A network that scales worldwide to hundreds of billions of transactions a second is a technological legacy worth leaving them. Leaving one that can do less than ten a second tells them that it was really about you and not them.

The chain known as BTC may be moving toward ultimate oblivion with a long drawn out, grinding end. I believe it will reach a day when the ballooned fees to move such ‘gold’ to support that network’s nodes on such a low number of transactions in a post-subsidy world (that is, once all Bitcoins are dispersed in block subsidies over a hundred years from now) would outpace the price or value any such slow asset would provide to the world. I do not believe even institutions will see benefit in paying them at a certain amount.
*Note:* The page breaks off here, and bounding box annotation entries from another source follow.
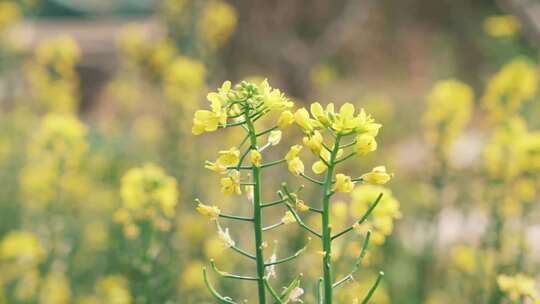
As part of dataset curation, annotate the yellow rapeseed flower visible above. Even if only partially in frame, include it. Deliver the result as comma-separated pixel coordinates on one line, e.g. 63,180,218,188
96,275,133,304
354,134,377,156
497,273,538,301
0,1,21,32
482,58,538,120
362,166,393,185
120,163,178,219
198,0,238,49
483,15,521,38
249,149,262,167
423,79,474,157
334,173,354,192
277,110,294,129
197,202,221,220
221,170,242,195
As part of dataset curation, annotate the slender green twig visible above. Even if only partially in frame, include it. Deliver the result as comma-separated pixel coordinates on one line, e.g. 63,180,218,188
322,132,341,304
219,213,253,222
332,193,383,240
263,278,283,304
261,198,287,208
300,173,324,186
280,193,322,238
264,245,307,266
203,267,237,304
245,110,266,304
263,222,285,231
362,271,384,304
335,152,356,165
231,246,257,260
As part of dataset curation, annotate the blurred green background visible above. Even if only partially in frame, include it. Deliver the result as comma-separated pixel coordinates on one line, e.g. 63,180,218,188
0,0,540,304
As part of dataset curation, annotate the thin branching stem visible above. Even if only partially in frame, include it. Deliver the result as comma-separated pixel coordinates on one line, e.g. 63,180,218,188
332,193,383,240
265,246,307,266
210,259,259,281
261,159,287,168
203,267,237,304
261,198,287,208
257,126,279,137
335,152,356,165
219,213,253,222
263,222,285,231
300,173,324,186
362,271,384,304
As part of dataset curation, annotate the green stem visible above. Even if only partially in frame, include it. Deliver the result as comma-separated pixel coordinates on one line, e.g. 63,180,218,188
322,135,341,304
245,111,266,304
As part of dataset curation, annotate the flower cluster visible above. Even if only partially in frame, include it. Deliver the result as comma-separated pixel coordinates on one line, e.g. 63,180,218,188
192,80,293,135
483,15,521,38
115,163,178,237
285,102,392,188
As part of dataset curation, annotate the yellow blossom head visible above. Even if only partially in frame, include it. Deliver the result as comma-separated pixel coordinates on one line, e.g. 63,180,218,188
362,166,393,185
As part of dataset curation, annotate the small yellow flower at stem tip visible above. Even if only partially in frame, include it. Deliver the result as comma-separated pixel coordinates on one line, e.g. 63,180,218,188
311,160,327,174
334,173,354,192
354,134,377,156
277,110,294,129
197,202,221,220
294,108,313,132
295,200,309,212
303,131,324,155
362,166,394,185
221,170,242,195
268,130,281,146
249,150,262,167
285,145,302,161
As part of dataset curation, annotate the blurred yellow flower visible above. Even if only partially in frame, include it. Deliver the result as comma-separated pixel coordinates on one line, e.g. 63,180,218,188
450,245,477,274
163,56,206,112
0,1,21,32
362,166,393,185
497,273,538,301
482,58,538,120
198,0,238,49
95,275,132,304
0,231,45,267
423,79,474,157
483,15,521,38
39,271,71,304
26,35,81,113
120,163,178,219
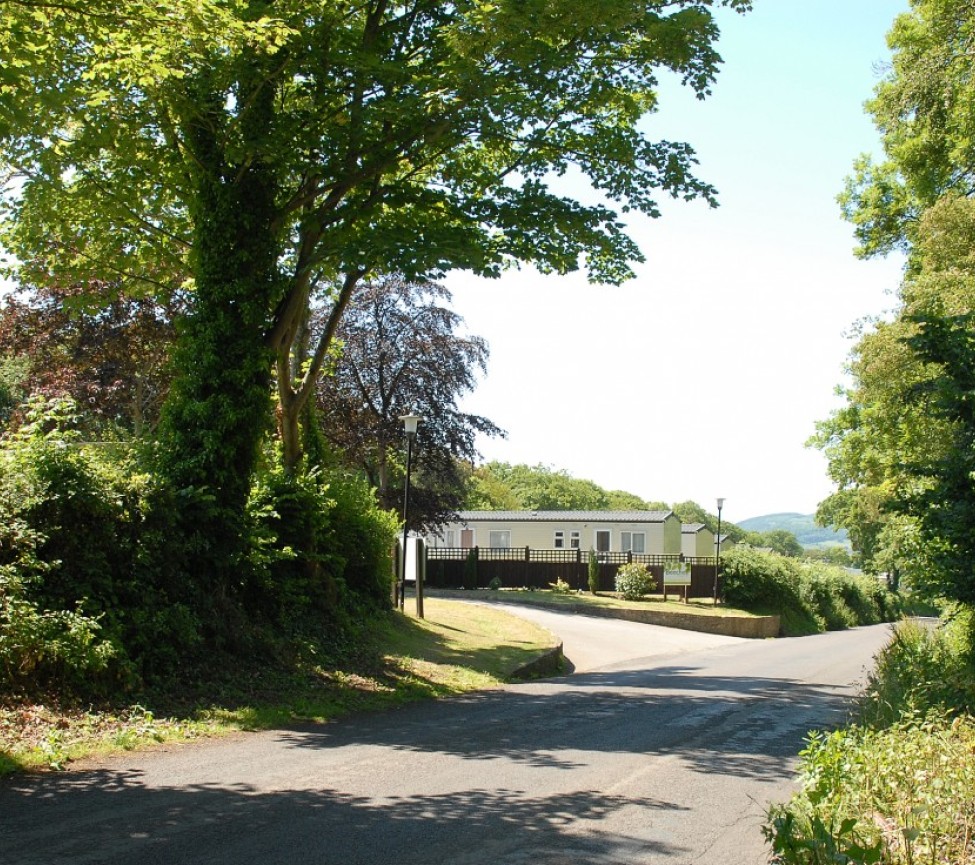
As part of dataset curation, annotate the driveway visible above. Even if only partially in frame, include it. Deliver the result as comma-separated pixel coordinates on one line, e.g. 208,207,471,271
0,608,889,865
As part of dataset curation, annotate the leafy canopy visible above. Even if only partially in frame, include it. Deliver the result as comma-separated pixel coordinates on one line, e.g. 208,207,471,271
0,0,749,294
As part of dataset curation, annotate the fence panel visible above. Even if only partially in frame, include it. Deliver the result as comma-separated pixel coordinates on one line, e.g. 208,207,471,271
426,547,721,598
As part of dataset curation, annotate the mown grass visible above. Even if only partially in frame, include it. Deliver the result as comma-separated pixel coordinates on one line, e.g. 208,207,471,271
0,598,558,775
434,589,763,617
764,607,975,865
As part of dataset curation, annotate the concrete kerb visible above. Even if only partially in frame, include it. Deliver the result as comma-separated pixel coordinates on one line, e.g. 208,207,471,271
511,643,565,679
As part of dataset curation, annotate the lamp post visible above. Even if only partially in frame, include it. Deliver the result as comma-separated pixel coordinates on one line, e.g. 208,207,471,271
714,499,724,606
399,414,423,610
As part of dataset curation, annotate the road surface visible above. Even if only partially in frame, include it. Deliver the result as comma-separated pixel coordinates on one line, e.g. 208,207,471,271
0,611,889,865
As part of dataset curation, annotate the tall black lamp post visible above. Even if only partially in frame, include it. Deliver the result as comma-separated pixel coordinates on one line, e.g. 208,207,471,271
399,414,423,610
714,499,724,606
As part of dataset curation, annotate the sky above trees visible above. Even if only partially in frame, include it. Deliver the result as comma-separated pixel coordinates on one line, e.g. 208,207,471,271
448,0,908,520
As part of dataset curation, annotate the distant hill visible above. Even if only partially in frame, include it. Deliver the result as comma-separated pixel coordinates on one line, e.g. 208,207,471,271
736,514,849,547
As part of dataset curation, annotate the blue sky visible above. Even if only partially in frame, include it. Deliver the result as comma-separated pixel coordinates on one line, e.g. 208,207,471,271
447,0,908,521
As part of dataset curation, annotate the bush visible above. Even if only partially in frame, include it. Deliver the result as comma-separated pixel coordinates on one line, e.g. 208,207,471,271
859,606,975,726
245,468,398,635
616,562,657,601
0,401,134,694
548,577,572,595
586,550,599,595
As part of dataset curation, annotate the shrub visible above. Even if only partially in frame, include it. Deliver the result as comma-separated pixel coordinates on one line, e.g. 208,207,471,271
587,549,599,595
616,562,657,601
464,547,477,589
244,467,398,634
722,547,898,634
765,713,975,865
859,607,975,726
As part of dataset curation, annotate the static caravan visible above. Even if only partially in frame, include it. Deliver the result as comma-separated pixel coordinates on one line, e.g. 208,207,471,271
427,511,681,555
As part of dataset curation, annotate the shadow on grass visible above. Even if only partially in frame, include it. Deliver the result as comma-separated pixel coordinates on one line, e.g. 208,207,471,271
0,771,683,865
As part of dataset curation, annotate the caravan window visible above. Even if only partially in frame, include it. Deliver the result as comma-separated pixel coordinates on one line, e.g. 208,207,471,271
620,532,647,553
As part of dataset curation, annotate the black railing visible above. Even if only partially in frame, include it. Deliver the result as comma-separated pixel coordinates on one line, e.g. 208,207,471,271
426,546,714,568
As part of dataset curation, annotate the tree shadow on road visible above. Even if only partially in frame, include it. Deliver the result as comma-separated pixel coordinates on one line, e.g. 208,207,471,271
0,770,682,865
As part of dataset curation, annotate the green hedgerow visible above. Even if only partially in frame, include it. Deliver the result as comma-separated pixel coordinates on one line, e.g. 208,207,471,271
616,562,657,601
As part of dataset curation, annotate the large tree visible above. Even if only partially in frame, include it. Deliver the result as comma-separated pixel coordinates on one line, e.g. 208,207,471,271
0,286,178,436
318,277,502,525
841,0,975,255
0,0,749,595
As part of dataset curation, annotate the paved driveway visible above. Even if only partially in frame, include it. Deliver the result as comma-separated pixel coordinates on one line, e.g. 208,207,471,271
466,601,749,673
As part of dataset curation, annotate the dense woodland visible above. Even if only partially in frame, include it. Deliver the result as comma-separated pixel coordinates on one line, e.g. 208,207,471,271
0,0,975,863
0,0,749,692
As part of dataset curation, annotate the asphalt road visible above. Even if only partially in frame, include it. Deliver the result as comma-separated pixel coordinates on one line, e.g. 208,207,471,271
0,611,889,865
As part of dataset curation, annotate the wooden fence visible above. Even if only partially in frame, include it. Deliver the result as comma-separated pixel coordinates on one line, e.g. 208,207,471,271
425,546,721,598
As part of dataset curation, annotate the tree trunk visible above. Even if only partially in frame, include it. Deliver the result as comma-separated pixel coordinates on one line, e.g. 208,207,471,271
154,72,280,627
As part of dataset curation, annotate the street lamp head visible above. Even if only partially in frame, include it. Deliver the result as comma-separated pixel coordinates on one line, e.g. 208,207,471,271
400,414,423,438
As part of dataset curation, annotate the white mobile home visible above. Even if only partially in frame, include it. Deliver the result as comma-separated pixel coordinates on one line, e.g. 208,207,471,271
427,511,681,555
680,523,714,558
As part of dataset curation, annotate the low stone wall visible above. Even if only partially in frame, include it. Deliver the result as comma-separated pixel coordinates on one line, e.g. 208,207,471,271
511,643,564,679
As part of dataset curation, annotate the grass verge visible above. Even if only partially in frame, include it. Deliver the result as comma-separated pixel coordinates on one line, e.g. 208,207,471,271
432,589,760,617
0,598,558,775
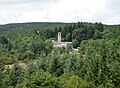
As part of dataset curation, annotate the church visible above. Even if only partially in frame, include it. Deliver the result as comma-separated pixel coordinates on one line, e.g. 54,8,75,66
53,32,72,47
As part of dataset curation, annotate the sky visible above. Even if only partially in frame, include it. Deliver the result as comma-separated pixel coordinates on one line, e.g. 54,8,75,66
0,0,120,24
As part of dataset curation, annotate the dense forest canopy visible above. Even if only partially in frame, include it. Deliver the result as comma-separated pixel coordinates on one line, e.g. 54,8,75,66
0,22,120,88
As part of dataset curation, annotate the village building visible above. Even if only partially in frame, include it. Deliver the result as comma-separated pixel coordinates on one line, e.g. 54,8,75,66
53,32,72,47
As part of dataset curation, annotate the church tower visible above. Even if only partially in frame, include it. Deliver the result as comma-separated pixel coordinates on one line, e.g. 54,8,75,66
58,32,61,42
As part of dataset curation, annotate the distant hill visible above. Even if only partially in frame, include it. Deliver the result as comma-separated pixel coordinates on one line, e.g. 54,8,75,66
0,22,65,34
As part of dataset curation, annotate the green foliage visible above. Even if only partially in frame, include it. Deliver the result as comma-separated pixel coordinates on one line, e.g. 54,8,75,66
0,22,120,88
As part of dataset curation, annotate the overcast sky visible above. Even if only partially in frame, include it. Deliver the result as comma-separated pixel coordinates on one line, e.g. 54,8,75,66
0,0,120,24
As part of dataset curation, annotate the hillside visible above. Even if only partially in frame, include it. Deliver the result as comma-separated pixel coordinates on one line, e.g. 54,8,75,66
0,22,120,88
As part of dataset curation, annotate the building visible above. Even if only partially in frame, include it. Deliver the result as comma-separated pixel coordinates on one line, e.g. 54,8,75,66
53,32,72,47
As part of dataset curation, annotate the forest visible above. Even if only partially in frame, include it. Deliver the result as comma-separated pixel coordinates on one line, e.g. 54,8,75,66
0,22,120,88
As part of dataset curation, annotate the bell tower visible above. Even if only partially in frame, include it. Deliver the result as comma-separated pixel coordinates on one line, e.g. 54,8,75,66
58,32,61,42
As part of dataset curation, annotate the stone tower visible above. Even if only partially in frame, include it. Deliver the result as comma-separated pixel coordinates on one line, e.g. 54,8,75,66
58,32,61,42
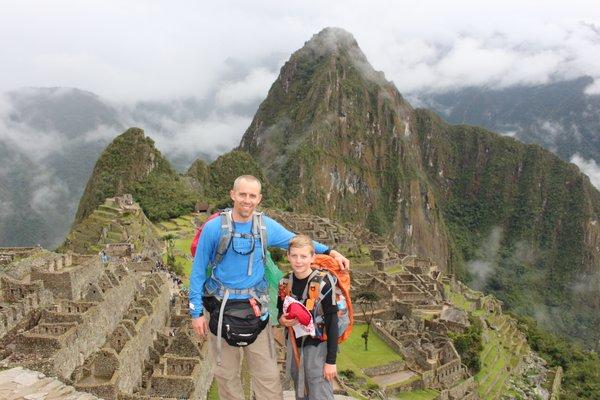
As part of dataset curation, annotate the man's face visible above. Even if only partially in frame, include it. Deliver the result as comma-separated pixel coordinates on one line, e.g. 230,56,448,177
288,246,315,275
229,179,262,220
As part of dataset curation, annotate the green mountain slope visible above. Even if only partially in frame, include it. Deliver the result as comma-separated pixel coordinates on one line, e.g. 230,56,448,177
59,198,163,256
416,110,600,339
75,128,195,223
239,28,449,269
239,28,600,341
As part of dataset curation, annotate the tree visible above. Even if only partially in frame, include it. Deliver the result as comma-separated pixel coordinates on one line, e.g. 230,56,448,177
356,292,379,351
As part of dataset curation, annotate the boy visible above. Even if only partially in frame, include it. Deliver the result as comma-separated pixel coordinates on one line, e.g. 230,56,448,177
277,235,338,400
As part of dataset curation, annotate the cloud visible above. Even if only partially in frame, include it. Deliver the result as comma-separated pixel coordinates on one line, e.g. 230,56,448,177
0,0,600,104
571,153,600,190
30,171,69,215
146,113,251,160
466,227,504,290
216,68,277,107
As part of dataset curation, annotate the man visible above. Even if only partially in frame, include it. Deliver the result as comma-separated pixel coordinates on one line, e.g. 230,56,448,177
189,175,350,400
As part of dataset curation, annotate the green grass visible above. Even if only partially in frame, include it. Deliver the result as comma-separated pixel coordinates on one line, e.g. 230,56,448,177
337,324,402,375
206,379,219,400
397,389,440,400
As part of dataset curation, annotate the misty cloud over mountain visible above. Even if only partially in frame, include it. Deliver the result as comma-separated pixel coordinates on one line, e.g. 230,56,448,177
0,52,280,247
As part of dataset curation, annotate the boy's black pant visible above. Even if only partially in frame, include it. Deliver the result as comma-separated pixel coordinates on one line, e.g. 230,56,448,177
287,340,333,400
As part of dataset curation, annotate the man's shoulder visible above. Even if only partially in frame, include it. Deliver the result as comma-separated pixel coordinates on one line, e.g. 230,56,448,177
202,216,221,236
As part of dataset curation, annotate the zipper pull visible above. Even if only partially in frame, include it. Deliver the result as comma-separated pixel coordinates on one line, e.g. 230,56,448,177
249,298,260,317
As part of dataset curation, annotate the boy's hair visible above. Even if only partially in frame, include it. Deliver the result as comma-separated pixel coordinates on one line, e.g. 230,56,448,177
288,235,315,254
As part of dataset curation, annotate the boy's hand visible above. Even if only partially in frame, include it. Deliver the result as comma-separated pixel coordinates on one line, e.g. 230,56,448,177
279,314,298,327
323,363,337,382
329,250,350,270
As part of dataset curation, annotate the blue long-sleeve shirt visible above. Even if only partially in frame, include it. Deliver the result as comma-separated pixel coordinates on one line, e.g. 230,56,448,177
189,216,328,318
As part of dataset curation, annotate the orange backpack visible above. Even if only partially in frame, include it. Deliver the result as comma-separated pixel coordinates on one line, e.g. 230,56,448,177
279,254,354,343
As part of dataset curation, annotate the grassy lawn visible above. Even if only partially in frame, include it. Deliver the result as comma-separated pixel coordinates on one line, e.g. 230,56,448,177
337,324,402,375
397,389,440,400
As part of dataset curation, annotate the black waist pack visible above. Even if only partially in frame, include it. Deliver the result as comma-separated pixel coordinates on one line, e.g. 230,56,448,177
204,296,269,347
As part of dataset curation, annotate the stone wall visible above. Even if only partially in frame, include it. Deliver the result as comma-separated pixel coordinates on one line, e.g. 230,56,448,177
117,275,170,393
17,264,137,379
436,377,479,400
363,361,406,376
31,255,104,300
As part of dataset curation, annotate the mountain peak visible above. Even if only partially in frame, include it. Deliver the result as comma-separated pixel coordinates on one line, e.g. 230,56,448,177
305,27,362,53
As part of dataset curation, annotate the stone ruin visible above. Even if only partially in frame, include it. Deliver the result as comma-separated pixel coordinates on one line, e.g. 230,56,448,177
268,210,359,246
104,242,134,258
0,246,212,400
0,246,42,266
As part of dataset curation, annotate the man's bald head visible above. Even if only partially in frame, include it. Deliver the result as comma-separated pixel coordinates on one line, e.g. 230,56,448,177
233,175,262,193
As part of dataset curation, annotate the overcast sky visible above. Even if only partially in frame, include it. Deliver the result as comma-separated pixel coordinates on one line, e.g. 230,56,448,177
0,0,600,185
0,0,600,104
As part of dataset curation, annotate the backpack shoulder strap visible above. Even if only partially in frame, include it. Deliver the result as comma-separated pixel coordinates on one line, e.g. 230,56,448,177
213,209,233,266
322,272,337,306
252,211,268,260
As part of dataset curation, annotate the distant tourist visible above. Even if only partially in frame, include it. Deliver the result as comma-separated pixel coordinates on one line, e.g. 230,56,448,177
189,175,349,400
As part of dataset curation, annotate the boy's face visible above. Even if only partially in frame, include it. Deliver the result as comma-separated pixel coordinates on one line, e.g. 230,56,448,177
288,246,315,275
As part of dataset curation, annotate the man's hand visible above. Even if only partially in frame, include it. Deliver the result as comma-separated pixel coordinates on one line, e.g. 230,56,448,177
323,363,337,382
279,314,298,327
329,250,350,270
192,315,208,337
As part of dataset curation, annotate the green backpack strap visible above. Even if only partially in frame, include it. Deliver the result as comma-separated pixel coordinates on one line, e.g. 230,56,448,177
212,208,233,267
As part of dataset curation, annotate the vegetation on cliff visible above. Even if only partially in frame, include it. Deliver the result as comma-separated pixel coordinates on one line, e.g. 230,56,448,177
234,28,600,350
75,128,196,223
416,110,600,341
517,317,600,400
The weight of being the heavy asset that your ‘gold’ needed to be assumed to be today, for the enrichment of its holders in this generation, will either break the backs of future generations or just break that system altogether and show it as the untenable philosophy it was.

Bitcoin (BSV), however, represents in essence Bitcoin as a program and plan that doesn’t have an end, as small individual transaction fees from the world running upon it can subsidize it over and over and over again, even thousands of years from now. And the low fees, portability, and the velocity of money Bitcoin enables, will improve the lives of all that use the network when compared to that of the financial world we live in today.

As we today both benefit from and take for granted the ability to FaceTime anyone in the world instantaneously because of the protocols of the Internet, so too would future generations be allowed to take for granted and benefit from new and freeing financial experiences because of Bitcoin.

What’s more, it is a base layer technology that allows its users to benefit from innovation and advances not yet seen that improve the user experience, like those that unleash ever increasing network speed and connectivity.

This is one of the things I find inspiring about its economic design. It looks to build a new and better world for people its creator and proponents today will never see, and I believe that is noble.

Note: The author owned BSV and BTC at the time of publication.